In order that rod on tubing wear problem; can be properly addressed, avoided where possible, and ameliorated when not avoidable, the factors contributing to rod on tubing wear have to be identified and analyzed for significance.

This paper addresses the problem by identifying the variables, numerically quantifying their contribution to rod on tubing wear where possible, and identify those variables which are not quantified and require additional research. A method for combining the quantifiable variables into formulae useful for analysis is presented.

Variables in rod design are investigated and evaluated using these numerical methods and, in some cases, bench marked against measured field conditions.

Historical Methods

As a preventative step in minimizing rod on tubing wear, drilling contracts almost always include provisions for wellbore surveying. Drilling contractors are required to take measurements of the direction of the borehole at specified intervals and if deviations exceed some specified minimum, remedial action is usually required at the expense of the drilling contractor.

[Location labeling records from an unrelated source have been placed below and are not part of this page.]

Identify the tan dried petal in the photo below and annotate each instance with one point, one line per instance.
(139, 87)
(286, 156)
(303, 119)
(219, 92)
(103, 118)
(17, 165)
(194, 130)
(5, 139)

It has been common practice to use these measurements taken at the time of drilling to calculate dog leg severity (DLS), expressed as degrees per 30 meters. DLS calculations can be based on many relationships, but the most common relationship is the minimum curvature method, wherein adjacent survey points are assumed to be on the circumference of a circle and DLS quantities are the degrees of arc projected by the survey points, and scaled to an arc length of 30 meters.

It has also been common practice to use the DLS calculations to estimate the location and seriousness of anticipated rod on tubing wear problems. At locations of the highest DLS, the most severe wear problems might be expected.

Unfortunately, rod breaks and tubing leaks due to wear often occur at other locations in the wellbore. Many operators have taken more detailed wellbore surveys after wear problems have occurred only to learn that the surveys taken while drilling do not adequately describe the geometry of the wellbore and many severe doglegs were skipped. Figure 1 shows DLS profiles for a deviated Alberta well based on surveys taken while drilling and a survey taken later at 10 meter intervals. Because the data used for Figure 1 is taken from a deviated well survey points taken while drilling are relatively numerous. In vertical wells, the number of survey points taken while drilling would be expected to be fewer, and consequently, more doglegs would be missed.

In many cases, though, even the detailed survey fails to identify the reason for rod on tubing wear. Clearly, other significant factors are involved in addition to DLS.